The Facts on Cold Sores

Cold sores, also known as fever blisters, are caused by a virus. They usually appear around the mouth and on the lips. They are highly contagious but not dangerous.

About 60% of the population have suffered cold sores at some point in their lives. On average, people who get cold sores have 2 or 3 episodes a year, but this figure can vary significantly from person to person.

Causes of Cold Sores

The virus that causes cold sores is herpes simplex 1, a cousin of herpes simplex 2, which causes the well-known sexual disease. About 80% of the people in North America have dormant (inactive) herpes 1 virus living permanently in their body.

The virus typically resides in a dormant state within the body's nerve cells. The body's immune system is normally able to keep the virus in its inactive state. When an infected person is exposed to a "trigger," or if the immune system is weakened, then the virus quickly multiplies and spreads down the nerve cell and out onto the skin, usually on the lips. This produces the characteristic tingling sensation and subsequent clusters of blisters.

Specific triggers include:

  • cold weather
  • fatigue
  • fever, such as from stomach flu or other infections
  • menstrual periods
  • mental or physical stress
  • physical irritation of the lips (e.g., following a visit to the dentist)
  • sunlight or sunburn

You can catch the virus if you come into direct contact with the cold sore blisters or the fluid inside them, which contains a high number of the viruses. This can easily happen through touching the hands of someone who has touched their blisters. It can also occur through sharing toothbrushes, cups, cutlery, face cloths, towels, lipstick, or other personal items that have been contaminated with fluid from the blisters. Once the blisters have stopped oozing or have crusted over, the person is no longer contagious.

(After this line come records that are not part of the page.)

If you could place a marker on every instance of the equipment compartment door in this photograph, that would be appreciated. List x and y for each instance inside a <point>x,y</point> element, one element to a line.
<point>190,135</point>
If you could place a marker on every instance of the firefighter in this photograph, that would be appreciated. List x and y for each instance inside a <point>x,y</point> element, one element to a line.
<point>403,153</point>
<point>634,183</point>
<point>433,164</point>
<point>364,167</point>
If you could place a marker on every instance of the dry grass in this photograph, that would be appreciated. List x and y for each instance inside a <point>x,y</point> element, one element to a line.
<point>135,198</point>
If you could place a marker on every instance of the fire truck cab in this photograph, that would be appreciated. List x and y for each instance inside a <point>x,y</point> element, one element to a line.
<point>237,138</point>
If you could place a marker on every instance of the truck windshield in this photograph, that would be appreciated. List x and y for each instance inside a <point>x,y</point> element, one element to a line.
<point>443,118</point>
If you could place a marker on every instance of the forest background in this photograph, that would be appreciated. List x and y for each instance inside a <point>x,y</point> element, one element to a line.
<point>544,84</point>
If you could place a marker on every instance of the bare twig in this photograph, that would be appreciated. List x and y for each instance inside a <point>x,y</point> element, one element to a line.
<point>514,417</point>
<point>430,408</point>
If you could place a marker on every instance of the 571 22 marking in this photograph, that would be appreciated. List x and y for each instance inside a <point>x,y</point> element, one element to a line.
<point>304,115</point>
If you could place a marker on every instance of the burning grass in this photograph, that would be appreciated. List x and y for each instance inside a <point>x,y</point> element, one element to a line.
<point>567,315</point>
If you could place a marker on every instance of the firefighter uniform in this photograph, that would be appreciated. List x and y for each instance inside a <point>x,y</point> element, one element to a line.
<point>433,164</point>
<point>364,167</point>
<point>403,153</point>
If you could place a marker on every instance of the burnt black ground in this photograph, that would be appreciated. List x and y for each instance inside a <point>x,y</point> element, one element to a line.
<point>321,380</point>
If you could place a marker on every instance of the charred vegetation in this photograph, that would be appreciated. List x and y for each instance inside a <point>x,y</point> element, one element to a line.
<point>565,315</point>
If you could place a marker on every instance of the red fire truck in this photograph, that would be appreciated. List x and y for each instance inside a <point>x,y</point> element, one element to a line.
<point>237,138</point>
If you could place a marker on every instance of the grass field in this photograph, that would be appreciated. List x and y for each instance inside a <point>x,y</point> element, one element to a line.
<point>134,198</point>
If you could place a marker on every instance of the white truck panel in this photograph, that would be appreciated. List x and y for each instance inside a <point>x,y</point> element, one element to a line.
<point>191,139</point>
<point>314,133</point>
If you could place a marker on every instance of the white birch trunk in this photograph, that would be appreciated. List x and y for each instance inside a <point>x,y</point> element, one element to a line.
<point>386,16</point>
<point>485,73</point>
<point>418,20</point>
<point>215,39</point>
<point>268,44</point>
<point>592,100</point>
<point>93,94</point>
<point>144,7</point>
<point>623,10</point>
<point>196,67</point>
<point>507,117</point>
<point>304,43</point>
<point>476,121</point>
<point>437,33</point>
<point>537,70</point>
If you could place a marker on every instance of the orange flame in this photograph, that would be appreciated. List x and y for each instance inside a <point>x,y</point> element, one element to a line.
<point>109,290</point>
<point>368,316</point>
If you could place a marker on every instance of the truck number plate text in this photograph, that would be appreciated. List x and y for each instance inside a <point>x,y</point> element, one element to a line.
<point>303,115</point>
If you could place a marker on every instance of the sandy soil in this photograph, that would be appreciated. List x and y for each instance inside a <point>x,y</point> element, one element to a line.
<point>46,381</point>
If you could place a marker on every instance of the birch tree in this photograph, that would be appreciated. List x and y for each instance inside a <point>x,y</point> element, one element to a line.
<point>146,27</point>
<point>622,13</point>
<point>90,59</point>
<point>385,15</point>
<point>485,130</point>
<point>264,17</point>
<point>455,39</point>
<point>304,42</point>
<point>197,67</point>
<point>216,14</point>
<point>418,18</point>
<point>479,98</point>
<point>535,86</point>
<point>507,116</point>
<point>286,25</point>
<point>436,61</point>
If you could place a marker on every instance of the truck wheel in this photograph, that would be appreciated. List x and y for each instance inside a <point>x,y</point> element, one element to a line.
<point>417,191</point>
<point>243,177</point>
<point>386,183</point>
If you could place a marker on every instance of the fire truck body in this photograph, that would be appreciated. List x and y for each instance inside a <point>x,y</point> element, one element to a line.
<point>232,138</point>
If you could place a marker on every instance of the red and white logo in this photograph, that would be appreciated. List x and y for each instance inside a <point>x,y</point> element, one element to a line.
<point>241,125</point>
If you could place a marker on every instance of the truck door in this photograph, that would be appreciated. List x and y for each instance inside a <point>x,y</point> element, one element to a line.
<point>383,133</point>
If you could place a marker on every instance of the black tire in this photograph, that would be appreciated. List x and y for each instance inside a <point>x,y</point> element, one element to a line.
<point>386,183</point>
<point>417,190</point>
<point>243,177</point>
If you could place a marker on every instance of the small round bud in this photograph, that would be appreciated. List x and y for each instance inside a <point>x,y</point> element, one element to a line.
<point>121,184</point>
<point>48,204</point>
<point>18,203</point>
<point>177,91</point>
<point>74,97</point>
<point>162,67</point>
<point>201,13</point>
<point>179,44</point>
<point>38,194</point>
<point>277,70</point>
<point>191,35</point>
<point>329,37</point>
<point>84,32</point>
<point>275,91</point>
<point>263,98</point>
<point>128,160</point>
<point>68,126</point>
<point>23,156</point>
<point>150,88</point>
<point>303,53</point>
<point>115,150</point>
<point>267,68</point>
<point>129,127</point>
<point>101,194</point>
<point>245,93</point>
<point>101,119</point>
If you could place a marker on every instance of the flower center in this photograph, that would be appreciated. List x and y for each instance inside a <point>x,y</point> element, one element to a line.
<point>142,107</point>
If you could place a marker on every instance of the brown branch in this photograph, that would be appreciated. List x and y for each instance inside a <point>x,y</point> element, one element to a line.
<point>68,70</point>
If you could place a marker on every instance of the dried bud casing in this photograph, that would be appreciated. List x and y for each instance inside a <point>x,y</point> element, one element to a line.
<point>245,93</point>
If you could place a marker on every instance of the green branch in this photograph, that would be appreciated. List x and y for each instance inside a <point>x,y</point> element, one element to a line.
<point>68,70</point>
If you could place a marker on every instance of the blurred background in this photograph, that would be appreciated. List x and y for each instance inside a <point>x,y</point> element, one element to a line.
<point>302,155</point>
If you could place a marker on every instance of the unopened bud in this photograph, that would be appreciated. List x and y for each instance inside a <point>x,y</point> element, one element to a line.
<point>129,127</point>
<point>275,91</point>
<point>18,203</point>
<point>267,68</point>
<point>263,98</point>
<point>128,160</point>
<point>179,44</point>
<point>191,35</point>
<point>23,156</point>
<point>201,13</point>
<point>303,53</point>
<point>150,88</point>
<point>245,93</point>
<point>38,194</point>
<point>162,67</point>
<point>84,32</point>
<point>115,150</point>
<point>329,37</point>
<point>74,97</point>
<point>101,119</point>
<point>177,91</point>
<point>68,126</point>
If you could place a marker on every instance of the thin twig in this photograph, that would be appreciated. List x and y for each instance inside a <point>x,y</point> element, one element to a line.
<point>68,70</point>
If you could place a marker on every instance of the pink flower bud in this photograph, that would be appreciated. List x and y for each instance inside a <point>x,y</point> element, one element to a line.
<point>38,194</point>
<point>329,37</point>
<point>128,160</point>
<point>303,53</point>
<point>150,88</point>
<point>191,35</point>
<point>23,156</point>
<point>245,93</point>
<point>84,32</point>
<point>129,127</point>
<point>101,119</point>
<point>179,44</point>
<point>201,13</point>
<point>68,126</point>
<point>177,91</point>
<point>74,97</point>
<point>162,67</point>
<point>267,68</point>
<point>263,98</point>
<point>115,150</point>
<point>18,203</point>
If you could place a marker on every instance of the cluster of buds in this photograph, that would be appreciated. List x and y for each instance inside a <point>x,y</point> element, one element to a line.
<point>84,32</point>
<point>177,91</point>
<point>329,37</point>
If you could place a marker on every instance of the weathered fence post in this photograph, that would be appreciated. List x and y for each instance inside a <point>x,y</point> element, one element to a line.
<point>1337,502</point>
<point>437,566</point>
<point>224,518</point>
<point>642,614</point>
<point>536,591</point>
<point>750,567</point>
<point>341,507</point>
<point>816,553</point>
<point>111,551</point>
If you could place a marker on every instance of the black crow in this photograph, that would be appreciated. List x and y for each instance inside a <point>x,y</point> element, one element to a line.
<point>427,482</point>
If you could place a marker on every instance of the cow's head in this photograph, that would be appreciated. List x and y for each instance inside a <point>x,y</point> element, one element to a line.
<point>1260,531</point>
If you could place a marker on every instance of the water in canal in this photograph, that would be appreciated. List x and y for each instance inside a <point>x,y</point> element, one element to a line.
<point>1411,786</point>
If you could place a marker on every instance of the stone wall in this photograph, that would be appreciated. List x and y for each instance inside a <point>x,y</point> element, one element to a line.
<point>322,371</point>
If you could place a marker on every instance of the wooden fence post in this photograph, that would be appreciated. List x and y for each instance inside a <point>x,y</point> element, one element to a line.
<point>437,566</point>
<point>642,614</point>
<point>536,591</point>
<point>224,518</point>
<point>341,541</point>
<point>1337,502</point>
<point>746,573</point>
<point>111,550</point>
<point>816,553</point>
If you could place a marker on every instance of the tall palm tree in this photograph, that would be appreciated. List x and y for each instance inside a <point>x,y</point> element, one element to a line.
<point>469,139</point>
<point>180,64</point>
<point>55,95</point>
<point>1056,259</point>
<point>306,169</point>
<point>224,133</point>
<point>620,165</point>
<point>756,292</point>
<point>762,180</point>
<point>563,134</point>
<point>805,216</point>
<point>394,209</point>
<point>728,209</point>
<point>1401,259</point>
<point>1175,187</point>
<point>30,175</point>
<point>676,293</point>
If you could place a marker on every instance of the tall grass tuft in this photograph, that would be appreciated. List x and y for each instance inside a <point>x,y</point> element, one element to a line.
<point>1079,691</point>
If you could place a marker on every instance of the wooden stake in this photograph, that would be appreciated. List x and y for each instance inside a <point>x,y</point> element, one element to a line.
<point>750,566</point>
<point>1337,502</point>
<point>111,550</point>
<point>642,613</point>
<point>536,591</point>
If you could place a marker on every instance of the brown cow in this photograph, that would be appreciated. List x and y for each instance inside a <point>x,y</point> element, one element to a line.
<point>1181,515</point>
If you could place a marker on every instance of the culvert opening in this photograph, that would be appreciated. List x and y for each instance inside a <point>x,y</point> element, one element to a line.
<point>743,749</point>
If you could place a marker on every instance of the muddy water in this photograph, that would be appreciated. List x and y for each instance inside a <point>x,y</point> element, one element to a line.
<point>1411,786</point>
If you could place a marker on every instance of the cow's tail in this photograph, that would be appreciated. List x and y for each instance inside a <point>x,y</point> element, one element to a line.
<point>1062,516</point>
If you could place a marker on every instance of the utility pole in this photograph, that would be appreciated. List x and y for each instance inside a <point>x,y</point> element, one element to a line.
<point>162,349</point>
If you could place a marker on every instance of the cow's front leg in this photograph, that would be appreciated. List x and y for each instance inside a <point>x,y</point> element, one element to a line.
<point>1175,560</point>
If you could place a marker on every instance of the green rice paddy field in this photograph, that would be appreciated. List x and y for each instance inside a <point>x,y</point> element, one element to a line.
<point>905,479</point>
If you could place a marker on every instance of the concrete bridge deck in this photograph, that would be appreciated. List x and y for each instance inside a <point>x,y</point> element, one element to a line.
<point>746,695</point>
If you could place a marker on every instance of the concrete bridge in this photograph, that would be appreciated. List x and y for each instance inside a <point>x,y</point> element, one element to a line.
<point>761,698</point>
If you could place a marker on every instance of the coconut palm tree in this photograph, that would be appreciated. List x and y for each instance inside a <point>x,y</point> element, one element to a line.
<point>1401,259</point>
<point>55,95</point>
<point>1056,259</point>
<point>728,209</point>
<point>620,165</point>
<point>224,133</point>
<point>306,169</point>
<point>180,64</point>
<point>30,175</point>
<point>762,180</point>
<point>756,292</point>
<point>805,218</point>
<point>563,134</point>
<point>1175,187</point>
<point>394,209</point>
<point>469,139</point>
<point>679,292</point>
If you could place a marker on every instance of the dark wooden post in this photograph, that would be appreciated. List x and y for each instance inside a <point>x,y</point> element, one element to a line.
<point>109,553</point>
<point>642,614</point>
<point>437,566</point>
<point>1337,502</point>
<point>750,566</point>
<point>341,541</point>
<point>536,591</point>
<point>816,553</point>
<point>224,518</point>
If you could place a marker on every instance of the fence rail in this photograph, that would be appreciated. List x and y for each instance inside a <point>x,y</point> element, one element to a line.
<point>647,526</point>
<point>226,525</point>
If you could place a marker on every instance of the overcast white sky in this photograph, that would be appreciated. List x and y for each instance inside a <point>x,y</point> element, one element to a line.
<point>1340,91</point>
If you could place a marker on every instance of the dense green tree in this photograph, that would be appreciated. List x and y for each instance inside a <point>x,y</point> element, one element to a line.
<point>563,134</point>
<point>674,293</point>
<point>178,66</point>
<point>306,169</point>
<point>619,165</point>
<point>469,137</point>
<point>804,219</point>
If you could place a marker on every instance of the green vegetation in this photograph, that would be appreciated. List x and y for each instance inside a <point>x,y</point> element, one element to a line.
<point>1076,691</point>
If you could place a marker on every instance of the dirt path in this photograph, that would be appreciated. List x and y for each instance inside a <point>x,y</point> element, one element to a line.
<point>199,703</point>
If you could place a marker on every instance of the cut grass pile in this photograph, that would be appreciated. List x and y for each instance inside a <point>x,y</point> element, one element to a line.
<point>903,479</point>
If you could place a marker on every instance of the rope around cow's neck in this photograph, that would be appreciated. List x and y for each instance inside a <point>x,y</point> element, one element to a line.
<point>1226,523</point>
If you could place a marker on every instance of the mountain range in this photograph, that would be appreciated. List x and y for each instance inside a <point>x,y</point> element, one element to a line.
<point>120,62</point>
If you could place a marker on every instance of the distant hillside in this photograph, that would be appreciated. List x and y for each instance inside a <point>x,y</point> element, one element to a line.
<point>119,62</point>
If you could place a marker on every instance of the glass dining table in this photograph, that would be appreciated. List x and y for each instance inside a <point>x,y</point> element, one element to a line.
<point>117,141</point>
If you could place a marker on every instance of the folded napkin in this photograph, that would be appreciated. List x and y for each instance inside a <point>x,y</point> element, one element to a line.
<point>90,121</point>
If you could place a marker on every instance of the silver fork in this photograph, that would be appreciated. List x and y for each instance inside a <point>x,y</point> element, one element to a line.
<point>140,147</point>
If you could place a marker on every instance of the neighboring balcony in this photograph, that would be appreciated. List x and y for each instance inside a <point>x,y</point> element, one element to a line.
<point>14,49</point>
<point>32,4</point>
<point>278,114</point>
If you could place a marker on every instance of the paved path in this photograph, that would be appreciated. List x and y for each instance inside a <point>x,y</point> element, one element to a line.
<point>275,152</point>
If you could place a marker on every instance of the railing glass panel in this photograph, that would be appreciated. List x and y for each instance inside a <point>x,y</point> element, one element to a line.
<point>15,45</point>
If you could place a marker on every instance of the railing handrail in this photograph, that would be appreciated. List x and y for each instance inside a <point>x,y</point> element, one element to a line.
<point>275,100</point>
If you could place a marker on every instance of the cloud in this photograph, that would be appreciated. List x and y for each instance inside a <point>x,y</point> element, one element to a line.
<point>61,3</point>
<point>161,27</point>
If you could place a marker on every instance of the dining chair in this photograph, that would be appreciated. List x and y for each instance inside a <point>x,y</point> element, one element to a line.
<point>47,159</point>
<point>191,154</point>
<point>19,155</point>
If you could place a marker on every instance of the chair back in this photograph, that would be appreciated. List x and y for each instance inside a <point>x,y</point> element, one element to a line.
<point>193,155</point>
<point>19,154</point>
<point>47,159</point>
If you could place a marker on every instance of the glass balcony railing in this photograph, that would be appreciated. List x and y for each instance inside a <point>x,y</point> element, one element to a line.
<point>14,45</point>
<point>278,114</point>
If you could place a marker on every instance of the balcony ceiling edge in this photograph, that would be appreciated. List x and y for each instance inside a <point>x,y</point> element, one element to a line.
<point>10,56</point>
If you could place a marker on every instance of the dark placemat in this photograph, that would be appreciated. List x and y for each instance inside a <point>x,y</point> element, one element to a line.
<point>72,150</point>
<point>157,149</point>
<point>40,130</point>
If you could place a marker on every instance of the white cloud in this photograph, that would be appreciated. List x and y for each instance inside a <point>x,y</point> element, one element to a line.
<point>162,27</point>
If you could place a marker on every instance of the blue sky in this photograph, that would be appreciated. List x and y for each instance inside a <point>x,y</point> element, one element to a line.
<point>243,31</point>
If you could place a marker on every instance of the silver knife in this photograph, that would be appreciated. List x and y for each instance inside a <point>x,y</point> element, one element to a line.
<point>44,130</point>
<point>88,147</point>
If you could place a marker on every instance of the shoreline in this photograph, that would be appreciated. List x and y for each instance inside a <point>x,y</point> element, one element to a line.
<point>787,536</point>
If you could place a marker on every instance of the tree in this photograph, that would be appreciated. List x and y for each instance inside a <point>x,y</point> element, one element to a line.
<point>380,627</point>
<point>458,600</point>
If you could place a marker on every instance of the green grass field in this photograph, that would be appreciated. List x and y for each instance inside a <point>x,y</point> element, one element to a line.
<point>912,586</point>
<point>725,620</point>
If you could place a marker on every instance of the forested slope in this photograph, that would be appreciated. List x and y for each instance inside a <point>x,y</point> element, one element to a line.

Symptoms and Complications of Cold Sores

People who get cold sores may feel some unusual sensations around the lips in the 24 hours before the blisters appear, including tingling, burning, pain, or numbness. This is called a prodrome or warning sign that cold sores will appear at these spots. The skin turns red and blisters form. They ooze a clear liquid for a few days that dries to a yellow crust over a period of about 3 to 5 days. There is usually some pain in the first few days after the cold sores break out, but this often disappears as the cold sore crusts over. Complete healing takes from 10 to 14 days.

The condition typically causes a cluster of lesions or blisters at a site around the lips. Areas other than the lips such as the inside of the mouth, around the nostrils, or even the surface of the eyes, can also be affected. It is possible to spread the virus to other parts of your body if you touch the blisters and then touch yourself elsewhere. Cold sores inside the mouth can be problematic, interfering with talking and eating. If the virus infects the eye, it can damage the surface leading to vision loss. Very rarely, it can get into the brain, causing viral meningitis or encephalitis. The virus that causes cold sores, herpes simplex 1, can also be spread to the genitals during oral sex, leading to genital herpes.

Herpes simplex 1 never goes away completely, so cold sores can return later on if they are triggered again. Most cold sores don't leave scars; however, if an open blister becomes infected with bacteria or the lesions tend to return at the same site, scarring may result. People with weakened immune systems tend to get more cold sores and heal slower.